- John Andrew and Sara Macumber Ice House
- U.S. National Register of Historic Places
- Location: On County Road G53 1½ miles east of its junction with County Road P69
- Nearest city: Winterset, Iowa
- Coordinates: 41°15′04″N 94°03′56″W﻿ / ﻿41.25111°N 94.06556°W
- Area: less than one acre
- MPS: Legacy in Stone: The Settlement Era of Madison County, Iowa TR
- NRHP reference No.: 87001675
- Added to NRHP: March 18, 1993

= John Andrew and Sara Macumber Ice House =

The John Andrew and Sara Macumber Ice House is a historic building located on a farmstead southwest of Winterset, Iowa, United States.
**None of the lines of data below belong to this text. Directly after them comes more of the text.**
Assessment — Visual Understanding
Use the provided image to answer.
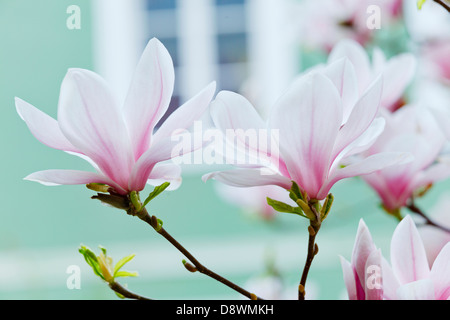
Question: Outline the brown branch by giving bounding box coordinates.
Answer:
[406,200,450,233]
[298,205,322,300]
[137,208,263,300]
[109,282,152,300]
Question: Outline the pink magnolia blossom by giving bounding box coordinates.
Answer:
[298,0,402,52]
[362,105,450,212]
[341,216,450,300]
[16,38,215,195]
[329,39,416,111]
[203,58,410,200]
[421,39,450,85]
[419,193,450,266]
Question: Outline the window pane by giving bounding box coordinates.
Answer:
[217,33,247,64]
[147,0,176,10]
[216,0,245,6]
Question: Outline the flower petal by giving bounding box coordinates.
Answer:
[397,279,435,300]
[24,170,126,194]
[318,152,414,197]
[364,249,383,300]
[339,256,357,300]
[58,69,133,188]
[391,215,430,285]
[328,39,372,93]
[153,82,216,140]
[15,98,79,152]
[124,38,175,160]
[202,169,292,190]
[270,73,342,199]
[430,242,450,300]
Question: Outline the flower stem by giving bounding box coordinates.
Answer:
[109,282,152,300]
[406,200,450,233]
[298,205,322,300]
[138,208,263,300]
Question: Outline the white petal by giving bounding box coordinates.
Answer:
[391,215,430,284]
[124,38,175,159]
[15,98,79,152]
[58,69,133,187]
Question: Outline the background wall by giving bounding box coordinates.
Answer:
[0,0,450,299]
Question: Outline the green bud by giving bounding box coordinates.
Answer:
[91,193,130,210]
[86,183,111,193]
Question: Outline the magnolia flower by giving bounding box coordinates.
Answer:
[419,193,450,266]
[298,0,402,52]
[16,39,215,195]
[329,39,416,111]
[341,216,450,300]
[362,105,450,212]
[203,59,410,200]
[421,39,450,85]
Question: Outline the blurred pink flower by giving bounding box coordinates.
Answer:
[203,58,411,200]
[329,39,416,111]
[341,216,450,300]
[298,0,402,52]
[419,194,450,266]
[362,105,450,212]
[16,38,215,194]
[421,40,450,85]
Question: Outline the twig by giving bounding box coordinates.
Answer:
[137,208,263,300]
[298,205,322,300]
[406,200,450,233]
[109,282,152,300]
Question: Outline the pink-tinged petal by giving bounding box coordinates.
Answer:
[381,257,399,300]
[430,242,450,300]
[323,58,359,124]
[364,249,383,300]
[153,82,216,141]
[270,74,342,199]
[352,219,376,288]
[381,53,416,109]
[397,279,436,300]
[211,91,283,167]
[339,256,358,300]
[58,69,133,188]
[147,163,182,190]
[15,98,79,152]
[411,163,450,190]
[333,74,383,160]
[329,39,372,93]
[124,38,175,160]
[318,152,414,197]
[24,170,126,194]
[391,216,430,284]
[202,169,292,189]
[128,135,180,191]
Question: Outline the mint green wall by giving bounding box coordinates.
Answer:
[0,0,446,299]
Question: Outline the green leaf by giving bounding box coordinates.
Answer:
[142,182,170,207]
[417,0,427,10]
[78,246,105,280]
[267,197,306,218]
[114,271,139,278]
[113,254,136,277]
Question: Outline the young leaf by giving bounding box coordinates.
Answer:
[142,182,170,207]
[267,197,306,218]
[114,254,136,277]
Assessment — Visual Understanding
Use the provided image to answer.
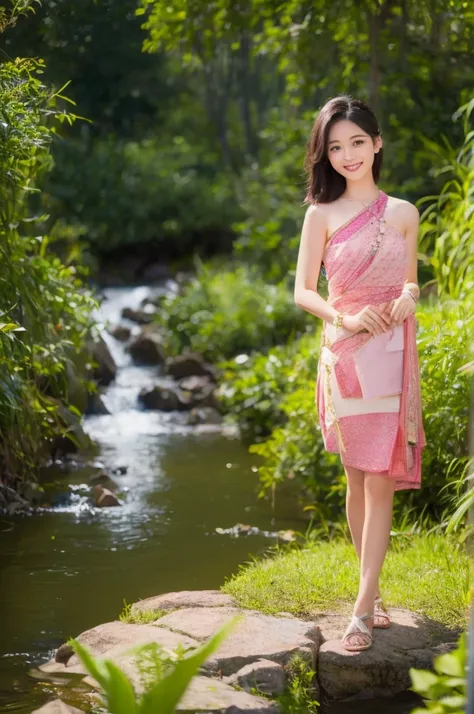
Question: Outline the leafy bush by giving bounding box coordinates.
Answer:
[409,632,467,714]
[0,50,95,485]
[417,297,474,512]
[45,129,240,259]
[158,260,309,360]
[68,617,240,714]
[419,99,474,299]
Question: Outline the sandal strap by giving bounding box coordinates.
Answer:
[343,612,373,639]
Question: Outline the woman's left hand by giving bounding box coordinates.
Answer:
[387,293,416,327]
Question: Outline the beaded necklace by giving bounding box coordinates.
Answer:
[321,190,385,278]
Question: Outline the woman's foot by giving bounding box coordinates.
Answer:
[341,612,374,652]
[374,593,390,630]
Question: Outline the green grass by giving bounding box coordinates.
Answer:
[221,534,470,628]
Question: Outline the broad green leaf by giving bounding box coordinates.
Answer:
[138,616,242,714]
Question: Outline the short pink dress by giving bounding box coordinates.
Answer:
[315,191,426,490]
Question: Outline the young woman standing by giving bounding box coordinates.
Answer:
[294,95,426,651]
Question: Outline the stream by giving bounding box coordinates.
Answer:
[0,286,417,714]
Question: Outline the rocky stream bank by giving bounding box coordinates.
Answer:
[31,590,459,714]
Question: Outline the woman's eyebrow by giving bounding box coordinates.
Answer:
[328,134,365,144]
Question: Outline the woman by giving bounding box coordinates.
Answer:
[295,95,426,651]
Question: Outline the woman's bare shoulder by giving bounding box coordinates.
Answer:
[306,203,328,227]
[387,196,420,220]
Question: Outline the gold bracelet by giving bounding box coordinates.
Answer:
[332,312,345,329]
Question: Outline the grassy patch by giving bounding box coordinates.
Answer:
[221,534,470,627]
[119,601,171,625]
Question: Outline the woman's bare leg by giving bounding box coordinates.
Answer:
[344,466,380,597]
[354,472,395,642]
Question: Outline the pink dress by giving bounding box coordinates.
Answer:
[315,191,426,491]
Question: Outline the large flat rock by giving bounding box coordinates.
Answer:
[132,590,235,613]
[318,608,459,700]
[176,677,280,714]
[39,620,199,674]
[39,590,460,714]
[153,607,317,675]
[84,672,280,714]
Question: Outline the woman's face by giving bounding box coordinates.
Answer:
[328,119,382,181]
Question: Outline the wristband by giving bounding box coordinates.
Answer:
[332,312,345,329]
[402,288,418,305]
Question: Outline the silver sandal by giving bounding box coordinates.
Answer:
[341,612,374,652]
[374,596,391,630]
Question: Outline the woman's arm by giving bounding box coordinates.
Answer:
[404,201,420,300]
[390,201,420,325]
[294,200,338,323]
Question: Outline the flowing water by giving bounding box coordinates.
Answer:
[0,287,422,714]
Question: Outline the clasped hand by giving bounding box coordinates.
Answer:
[343,293,416,335]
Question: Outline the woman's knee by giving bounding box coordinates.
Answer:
[364,471,396,501]
[343,464,365,492]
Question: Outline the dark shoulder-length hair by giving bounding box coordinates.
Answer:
[304,94,383,203]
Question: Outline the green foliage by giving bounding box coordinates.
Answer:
[157,259,308,361]
[446,458,474,540]
[0,50,95,480]
[233,109,314,280]
[409,632,467,714]
[419,99,474,299]
[277,654,319,714]
[45,132,239,260]
[221,523,471,629]
[417,296,474,510]
[68,617,241,714]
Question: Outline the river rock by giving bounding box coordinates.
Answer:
[176,677,280,714]
[152,607,314,675]
[110,325,132,342]
[89,471,118,491]
[165,352,216,380]
[178,376,219,411]
[32,699,84,714]
[131,590,235,615]
[85,392,110,416]
[318,608,459,700]
[141,263,173,281]
[39,620,199,675]
[224,659,286,696]
[40,590,460,714]
[122,306,156,325]
[87,337,117,386]
[187,407,222,426]
[93,485,122,508]
[128,332,166,364]
[138,384,181,412]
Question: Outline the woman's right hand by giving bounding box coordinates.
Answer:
[342,303,392,335]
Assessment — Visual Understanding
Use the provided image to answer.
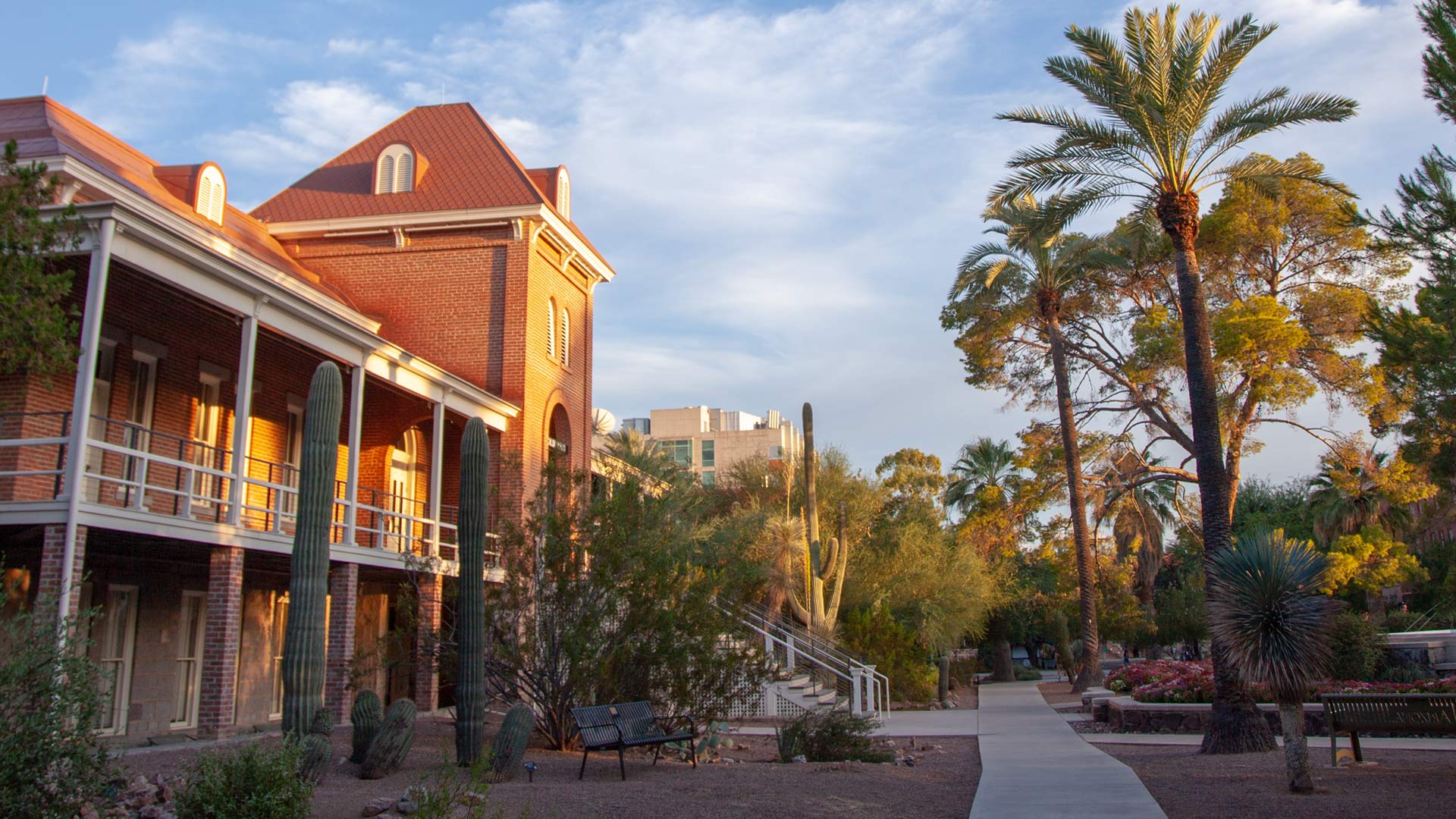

The Macumbers were natives of Gallia County, Ohio, and settled in Madison County in 1853. This building is a fine example of a vernacular limestone farm outbuilding. The single-story, one-room structure is composed of coursed rough cut stone on the main facade, and uncoursed rubble is used on the other elevations. It features quoins and jambs of roughly squared quarry faced stones on the main facade. There is a door on the south gable end, two metal ventilation pipes on the ridge of the roof, and no windows. Built sometime between 1875 and 1885, it is the only stone ice house known to exist in Madison County, and it is one of the few outbuildings built of stone. The ice house is located next to the garage, behind the house. It was listed on the National Register of Historic Places in 1993.